Last week I went through the process to upgrade a vCloud Director for Service Providers environment to version 9.5.0.2. All seemed to go well with the upgrade. However, after all was said and done, the vCloud Director web page portal failed to open. It would partially load… but then failed.
I seem to recall this happening at some point in the past but couldn’t remember the root cause/fix nor could I find it documented on my blog. So… time to dig into the logs.
The watchdog log showed the cell services recyling over and over.
[root@vcdcell1 logs]# tail -f vmware-vcd-watchdog.log
2019-03-22 11:25:25 | WARN | Server status returned HTTP/1.1 404
2019-03-22 11:26:25 | ALERT | vmware-vcd-cell is dead but /var/run/vmware-vcd-cell.pid exists, attempting to restart it
2019-03-22 11:26:33 | INFO | Started vmware-vcd-cell (pid=10238)
2019-03-22 11:26:36 | WARN | Server status returned HTTP/1.1 404
2019-03-22 11:27:36 | ALERT | vmware-vcd-cell is dead but /var/run/vmware-vcd-cell.pid exists, attempting to restart it
2019-03-22 11:27:43 | INFO | Started vmware-vcd-cell (pid=10827)

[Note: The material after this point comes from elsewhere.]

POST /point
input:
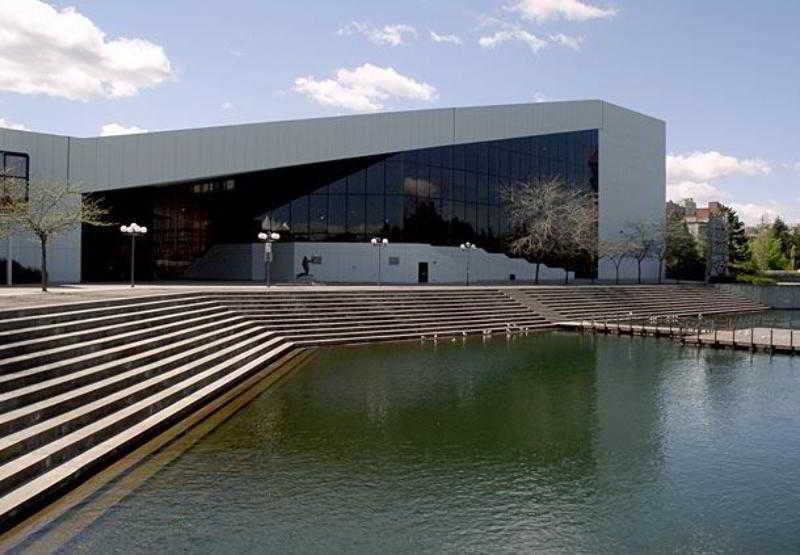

2019-03-22 11:27:46 | WARN | Server status returned HTTP/1.1 404
2019-03-22 11:28:46 | ALERT | vmware-vcd-cell is dead but /var/run/vmware-vcd-cell.pid exists, attempting to restart it
The cell log showed a problem with Transfer Server Storage. Error starting application: Unable to create marker file in the transfer spooling area
[root@vcdcell1 logs]# tail -f cell.log
Application Initialization: ‘com.vmware.vcloud.networking-server’ 20% complete. Subsystem ‘com.vmware.vcloud.common-cell-impl’ started
Application Initialization: ‘com.vmware.vcloud.common.core’ 12% complete. Subsystem ‘com.vmware.vcloud.common-util’ started
Application Initialization: ‘com.vmware.vcloud.cloud-proxy-server’ 42% complete. Subsystem ‘com.vmware.vcloud.common-util’ started
Application Initialization: ‘com.vmware.vcloud.networking-server’ 40% complete. Subsystem ‘com.vmware.vcloud.common-util’ started
Application Initialization: ‘com.vmware.vcloud.cloud-proxy-server’ 57% complete. Subsystem ‘com.vmware.vcloud.cloud-proxy-services’ started
Application Initialization: ‘com.vmware.vcloud.common.core’ 16% complete. Subsystem ‘com.vmware.vcloud.api-framework’ started
Application Initialization: ‘com.vmware.vcloud.cloud-proxy-server’ 71% complete. Subsystem ‘com.vmware.vcloud.hybrid-networking’ started
Application Initialization: ‘com.vmware.vcloud.cloud-proxy-server’ 85% complete. Subsystem ‘com.vmware.vcloud.hbr-aware-plugin’ started
Application Initialization: ‘com.vmware.vcloud.cloud-proxy-server’ 100% complete. Subsystem ‘com.vmware.vcloud.cloud-proxy-web’ started
Application Initialization: ‘com.vmware.vcloud.cloud-proxy-server’ complete.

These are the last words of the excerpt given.